Dans les deux cas le photographe saisit l’intensité et l’émotion : le visage devient paysage, le paysage un visage. Un « corps » quelqu’en soit la nature parle d’un même langage. Varone cherche une vérité d’appartenance et d’incorporation. Exit le voyeurisme. L’artiste ne perce l’intime qu’avec bienveillance et partage. C’est une affaire de « donnant-donnant » bref de confiance et d’attention. D’où la singularité d’une oeuvre qui sans le moindre effet laisse apparaître des sentiments cachés autant chez le photographe que chez le sujet de ses prisess. Rares sont donc les oeuvres aussi justes et tout simplement belles et qui laissent au regardeur sa faculté d’interpétation.
Guillaume Varone, Début & Regard sur la Slovénie avec Klavdij Sluban
Présence absolue de la femme
“Pourquoi la photo ? J’en ai toujours fait, comme tout le monde. Jusqu’à il y a un peu plus d’un an, je faisais des photos que je qualifierais de « souvenir de voyage » dans lesquelles je recherchais une certaine harmonie pour faire une belle image”. Bref, Guillaume Varone pensait être un photographe lambda. Néanmoins, il captait des portraits qui n’avaient rien d’anecdotiques même lorsqu’ils étaient de famille. Grâce à Klavdij Sluban côté technique et Barbara Polla côté dynamique, le Lausannoios prend enfin confiance en lui.
L’artiste possède le sens inné du cadre et de la prise. Il comprend tout de suite (et ses portraits de femmes le prouvent) une idée instinctive de la lumière, de l’espace. Ses images ont l’air de monter (comme la musique pour d’autres) de l’intérieur.
Mais il y a plus. A savoir, ce qui fait de lui un “vrai” photographe. A travers ses prises, des questions surgissent. Elle répondent aussi à ce que, au fond de nous, nous avons besoin de savoir. De voyeurisme il n’est jamais question. Guillaume Varone nous dit qu’un corps existe et que les choses sont présentes. À nous de regarder calmement ce qui a lieu.

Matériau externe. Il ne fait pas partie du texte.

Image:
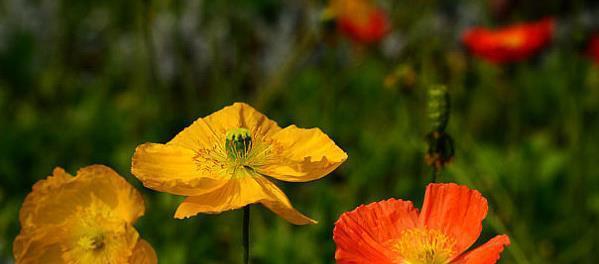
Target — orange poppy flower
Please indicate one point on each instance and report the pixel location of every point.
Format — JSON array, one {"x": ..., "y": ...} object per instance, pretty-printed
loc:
[
  {"x": 509, "y": 44},
  {"x": 360, "y": 20},
  {"x": 221, "y": 162},
  {"x": 593, "y": 48},
  {"x": 393, "y": 231},
  {"x": 83, "y": 219}
]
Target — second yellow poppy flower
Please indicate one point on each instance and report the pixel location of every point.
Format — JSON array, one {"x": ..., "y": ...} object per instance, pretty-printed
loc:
[{"x": 221, "y": 161}]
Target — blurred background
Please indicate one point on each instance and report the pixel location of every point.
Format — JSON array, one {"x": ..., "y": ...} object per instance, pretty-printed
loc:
[{"x": 86, "y": 82}]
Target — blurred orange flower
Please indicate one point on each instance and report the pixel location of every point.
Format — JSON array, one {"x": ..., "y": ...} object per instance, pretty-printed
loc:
[
  {"x": 83, "y": 219},
  {"x": 593, "y": 48},
  {"x": 511, "y": 43},
  {"x": 360, "y": 20},
  {"x": 393, "y": 231},
  {"x": 221, "y": 161}
]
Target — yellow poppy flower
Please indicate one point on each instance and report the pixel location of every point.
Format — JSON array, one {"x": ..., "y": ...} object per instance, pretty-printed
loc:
[
  {"x": 83, "y": 219},
  {"x": 221, "y": 161}
]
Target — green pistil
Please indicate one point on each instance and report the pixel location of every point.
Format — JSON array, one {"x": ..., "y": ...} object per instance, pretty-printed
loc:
[{"x": 238, "y": 143}]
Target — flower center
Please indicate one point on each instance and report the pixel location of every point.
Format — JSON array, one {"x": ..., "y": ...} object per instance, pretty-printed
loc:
[
  {"x": 424, "y": 246},
  {"x": 238, "y": 143},
  {"x": 94, "y": 242}
]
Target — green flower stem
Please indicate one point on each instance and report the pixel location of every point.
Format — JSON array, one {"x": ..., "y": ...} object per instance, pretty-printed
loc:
[{"x": 246, "y": 234}]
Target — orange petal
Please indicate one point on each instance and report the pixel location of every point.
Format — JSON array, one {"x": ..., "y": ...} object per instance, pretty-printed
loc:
[
  {"x": 488, "y": 253},
  {"x": 239, "y": 192},
  {"x": 172, "y": 169},
  {"x": 304, "y": 155},
  {"x": 362, "y": 235},
  {"x": 143, "y": 253},
  {"x": 456, "y": 210},
  {"x": 206, "y": 132}
]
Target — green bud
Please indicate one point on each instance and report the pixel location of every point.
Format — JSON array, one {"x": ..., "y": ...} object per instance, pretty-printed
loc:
[{"x": 238, "y": 142}]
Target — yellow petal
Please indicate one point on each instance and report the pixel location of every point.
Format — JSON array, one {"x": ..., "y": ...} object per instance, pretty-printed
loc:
[
  {"x": 173, "y": 169},
  {"x": 28, "y": 215},
  {"x": 104, "y": 183},
  {"x": 209, "y": 131},
  {"x": 143, "y": 253},
  {"x": 53, "y": 200},
  {"x": 305, "y": 155},
  {"x": 28, "y": 249},
  {"x": 239, "y": 192}
]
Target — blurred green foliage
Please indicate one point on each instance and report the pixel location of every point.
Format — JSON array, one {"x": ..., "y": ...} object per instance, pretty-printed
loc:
[{"x": 86, "y": 82}]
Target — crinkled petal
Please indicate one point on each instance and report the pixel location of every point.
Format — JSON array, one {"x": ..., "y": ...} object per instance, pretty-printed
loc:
[
  {"x": 488, "y": 253},
  {"x": 206, "y": 132},
  {"x": 30, "y": 246},
  {"x": 143, "y": 253},
  {"x": 104, "y": 183},
  {"x": 28, "y": 215},
  {"x": 53, "y": 200},
  {"x": 241, "y": 191},
  {"x": 362, "y": 235},
  {"x": 455, "y": 210},
  {"x": 173, "y": 169},
  {"x": 303, "y": 155}
]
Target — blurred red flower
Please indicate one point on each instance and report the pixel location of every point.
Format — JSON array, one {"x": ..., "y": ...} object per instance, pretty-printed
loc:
[
  {"x": 360, "y": 20},
  {"x": 509, "y": 44},
  {"x": 394, "y": 231},
  {"x": 593, "y": 48}
]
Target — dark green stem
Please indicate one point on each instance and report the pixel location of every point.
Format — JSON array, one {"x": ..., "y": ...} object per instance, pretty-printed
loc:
[
  {"x": 434, "y": 173},
  {"x": 246, "y": 234}
]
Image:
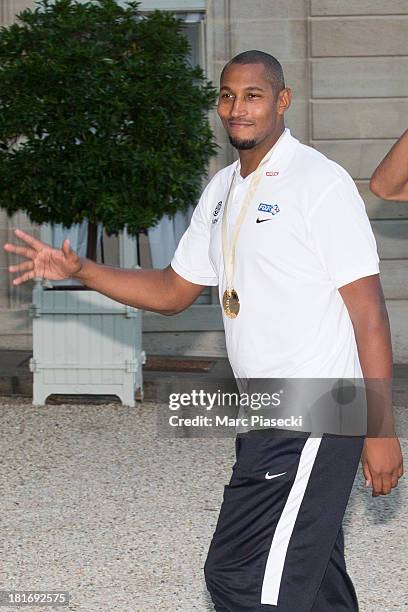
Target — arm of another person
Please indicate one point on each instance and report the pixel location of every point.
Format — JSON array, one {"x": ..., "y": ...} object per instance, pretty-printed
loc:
[
  {"x": 390, "y": 179},
  {"x": 381, "y": 458},
  {"x": 162, "y": 291}
]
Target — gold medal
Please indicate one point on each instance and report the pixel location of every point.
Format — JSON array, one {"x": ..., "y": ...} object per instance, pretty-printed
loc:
[{"x": 230, "y": 302}]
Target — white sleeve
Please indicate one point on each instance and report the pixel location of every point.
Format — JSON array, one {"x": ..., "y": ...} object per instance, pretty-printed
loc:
[
  {"x": 342, "y": 234},
  {"x": 191, "y": 259}
]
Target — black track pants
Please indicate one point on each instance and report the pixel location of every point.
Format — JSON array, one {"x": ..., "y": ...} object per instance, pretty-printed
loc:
[{"x": 278, "y": 544}]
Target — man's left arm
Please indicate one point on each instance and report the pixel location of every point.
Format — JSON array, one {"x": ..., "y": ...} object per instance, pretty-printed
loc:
[{"x": 381, "y": 458}]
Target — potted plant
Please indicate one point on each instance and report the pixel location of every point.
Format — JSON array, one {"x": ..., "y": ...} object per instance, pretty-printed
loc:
[{"x": 102, "y": 119}]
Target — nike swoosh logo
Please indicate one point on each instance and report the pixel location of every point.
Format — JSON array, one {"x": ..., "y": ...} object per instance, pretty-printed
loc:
[{"x": 269, "y": 476}]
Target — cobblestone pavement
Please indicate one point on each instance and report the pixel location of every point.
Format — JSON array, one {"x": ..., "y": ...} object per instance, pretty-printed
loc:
[{"x": 95, "y": 504}]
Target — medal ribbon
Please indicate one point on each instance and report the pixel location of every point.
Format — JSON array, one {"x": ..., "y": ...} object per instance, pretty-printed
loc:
[{"x": 228, "y": 249}]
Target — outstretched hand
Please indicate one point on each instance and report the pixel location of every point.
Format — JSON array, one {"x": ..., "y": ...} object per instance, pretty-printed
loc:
[{"x": 42, "y": 260}]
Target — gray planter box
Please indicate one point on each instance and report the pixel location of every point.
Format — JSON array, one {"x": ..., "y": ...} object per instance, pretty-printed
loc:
[{"x": 85, "y": 343}]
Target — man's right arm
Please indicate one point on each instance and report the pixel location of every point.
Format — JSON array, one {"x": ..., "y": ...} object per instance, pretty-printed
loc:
[
  {"x": 162, "y": 291},
  {"x": 390, "y": 179}
]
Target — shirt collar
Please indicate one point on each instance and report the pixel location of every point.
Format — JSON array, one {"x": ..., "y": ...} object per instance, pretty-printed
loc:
[{"x": 280, "y": 158}]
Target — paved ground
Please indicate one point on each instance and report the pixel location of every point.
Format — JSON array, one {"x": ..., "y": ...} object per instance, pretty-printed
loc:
[{"x": 95, "y": 504}]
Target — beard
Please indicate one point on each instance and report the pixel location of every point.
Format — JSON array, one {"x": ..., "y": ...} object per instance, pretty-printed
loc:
[{"x": 242, "y": 145}]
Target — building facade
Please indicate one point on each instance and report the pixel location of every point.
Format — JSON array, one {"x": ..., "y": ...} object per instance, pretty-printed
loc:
[{"x": 347, "y": 63}]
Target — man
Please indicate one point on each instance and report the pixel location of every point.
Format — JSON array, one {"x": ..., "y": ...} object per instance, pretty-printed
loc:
[
  {"x": 390, "y": 179},
  {"x": 284, "y": 234}
]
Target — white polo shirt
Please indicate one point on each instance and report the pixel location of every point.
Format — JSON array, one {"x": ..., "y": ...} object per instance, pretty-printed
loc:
[{"x": 306, "y": 233}]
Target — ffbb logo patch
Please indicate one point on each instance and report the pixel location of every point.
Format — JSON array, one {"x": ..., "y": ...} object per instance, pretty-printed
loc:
[{"x": 273, "y": 209}]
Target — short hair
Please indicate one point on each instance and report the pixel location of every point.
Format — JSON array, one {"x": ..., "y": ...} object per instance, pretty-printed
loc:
[{"x": 273, "y": 68}]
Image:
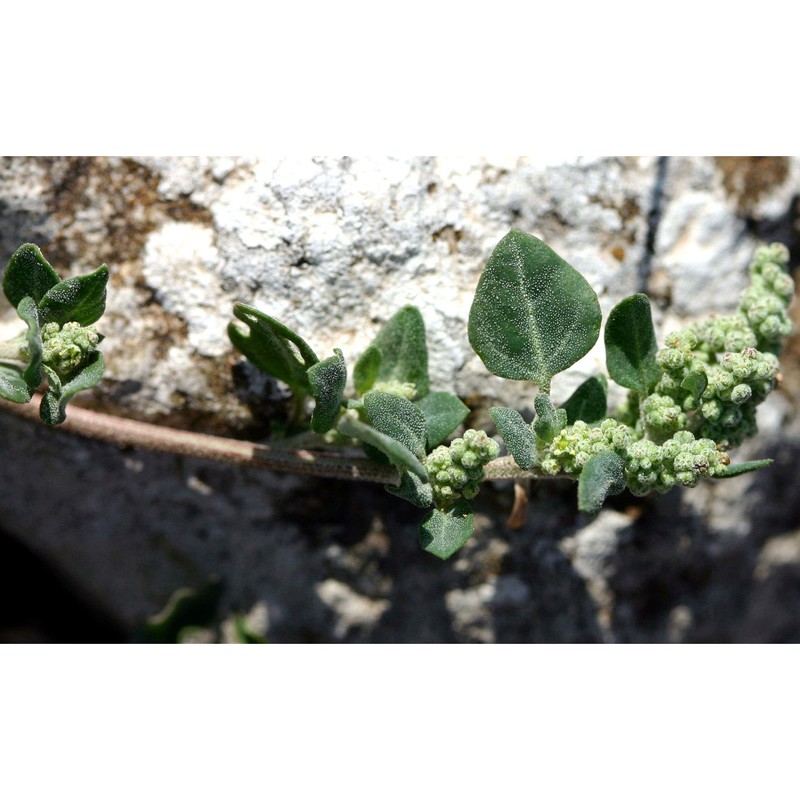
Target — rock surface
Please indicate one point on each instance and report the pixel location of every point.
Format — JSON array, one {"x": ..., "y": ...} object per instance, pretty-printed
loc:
[{"x": 332, "y": 247}]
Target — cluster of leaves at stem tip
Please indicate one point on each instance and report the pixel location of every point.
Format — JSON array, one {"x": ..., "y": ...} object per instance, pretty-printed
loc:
[
  {"x": 59, "y": 342},
  {"x": 533, "y": 316}
]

Une femme est photographiée. Nous ne connaissons pas son prénom, ni son nom, ni ses origines, ni sa vie actuelle. Nous savons une chose : le visage à travers lequel apparaît une intimité.
Tout de suite, nous sommes touchés par la pudeur et la profondeur qui se dégage de ses portraits. De face, de profil, de trois-quarts, de dos, une femme a quelque chose à nous dire. Est-ce une lumière travaillée, retravaillée par le photographe ? Un travail sur les ombres ? Sans doute. Les ombres mettent en relief l’expression. Les yeux sont grands.
Les traits du visage burinés ou parfaits donnent l’impression d’une gravité. Comme si l’existence était un acte grave, une trajectoire guidée par la conscience. Les visages sont traversés par le silence. Toutefois, l’artiste ne cherche pas une “picturalité mais une vérité d’appartenance par l’incorporation.
Notre oeil s’approche, nous « entrons » dans les images. Guillaume Varone nous propose une narration et une énigme. L’histoire d’une femme et sa chevelure. Dans une autre prise se dégage un profil. Le modèle se coiffe. Une autre est de trois-quarts. C’est le portrait d’une femme à la perruque. Deux femmes se jouxtent soudain pour un même visage. Ou l’inverse.
Histoire de mettre à nu une grâce, une origine par la chevelure et ce qu’elle sous-entend dans la culture et même dans la sexualité. Chaque visage lie aussi l’hier et l’aujourd’hui vers une autre histoire par cette prise de l’intimité “par les cheveux”. Il existe là une présence absolue de la femme. Au regardeur de l’interpréter.